Une heure entière elle glissa près de lui. Où allaient-ils, mon Dieu ? Vers quelles régions inexplorées et perdues ?

L’homme dit :

— Je vous aime !

Elle répondit :

— Moi aussi !

Oui, elle l’aimait, et d’un amour définitif. Elle avait donné toute sa vie à ce mystérieux inconnu qui lui révélait tant de choses. Il était vraiment le fiancé attendu, le maître, l’époux.

— Nous sommes arrivés, dit-il.

Ils descendirent. Il ouvrit la petite porte d’un jardin, puis la porte d’une maison et Hermine le suivait comme si elle accomplissait l’acte le plus naturel du monde. Elle était ivre de joie.

Il l’introduisit dans un salon brillamment illuminé. Sur la table un souper luxueux était servi.

Hermine chancela. La minute avait sonné de savoir, de regarder… Qui était-ce ?… Qui donc l’aimait ainsi ?

Elle se retourna. Chanoine, son vieil ami Chanoine, était devant elle. Et soudain elle comprit… Ce salon… cette maison… Cette collection de cailloux… Chanoine, après beaucoup de détours, l’avait ramenée à Gerville, chez lui !

Il tomba à ses genoux et bégaya :

— Oui. c’est moi, Mademoiselle… J’ai voulu vous prouver… que je vous aimais… Comme vous voulez être aimée… Me pardonnerez-vous ?
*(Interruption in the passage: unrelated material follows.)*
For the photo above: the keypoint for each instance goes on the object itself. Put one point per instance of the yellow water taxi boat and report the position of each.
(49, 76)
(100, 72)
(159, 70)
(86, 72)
Elle le regardait infiniment. C’était bien Chanoine, en effet, mais c’était un autre aussi, plus jeune, plus élégant, plus passionné, et celui-ci lui semblait tout à coup le vrai et l’unique Chanoine. L’ancien, le Chanoine ennuyeux, fade, vulgaire, s’effaçait de plus en plus sous l’image vigoureuse du nouveau compagnon de ses rêves.